Real vs simulated cells per modality

7. Modality combinations Matilda supports

Matilda works with any combination of the three modalities (RNA only, RNA + ADT, RNA + ATAC, or RNA + ADT + ATAC) and picks the matching model automatically from what you provide. (Internally Matilda labels these rna_only / CITEseq / SHAREseq / TEAseq, after the assays they typically come from, but your data needn't be those specific protocols; only the modalities present matter.) Training each combination on the same cells shows what each added modality buys; to use your own data, just build the SCE with whatever modalities you have.
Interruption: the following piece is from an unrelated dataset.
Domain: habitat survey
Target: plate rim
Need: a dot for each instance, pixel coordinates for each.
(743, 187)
# drop the altExps not in `keep`, leaving only the requested modalities
keep_only <- function(s, keep) {
  for (ae in altExpNames(s)) if (!(ae %in% keep)) altExp(s, ae) <- NULL
  s
}
combo_acc <- sapply(list("RNA only" = character(0), "RNA+ATAC" = "ATAC", "RNA+ADT" = "ADT"),
  function(keep) {
    fit <- matilda_train(keep_only(sce, keep), label = "cell_type", seed = 1L)
    qy  <- matilda_classify(keep_only(query, keep), reference = fit)
    mean(qy$matilda_pred == qy$cell_type)
  })
combo_acc["RNA+ADT+ATAC"] <- mean(query$matilda_pred == query$cell_type)   # the TEA-seq model from §2/§3

ggplot(data.frame(modalities = factor(names(combo_acc), levels = names(combo_acc)),
                  accuracy = as.numeric(combo_acc)),
       aes(modalities, accuracy)) +
  geom_col(fill = "seagreen") +
  ylim(0, 1) +
  geom_text(aes(label = sprintf("%.3f", accuracy)), vjust = -0.4, size = 3.5) +
  labs(title = "Query accuracy by modality combination", x = NULL, y = "accuracy") +
  theme_classic()

Query accuracy by modality combination

Adding the ADT (protein) panel to RNA gives the biggest gain; ATAC contributes less for this task on this dataset.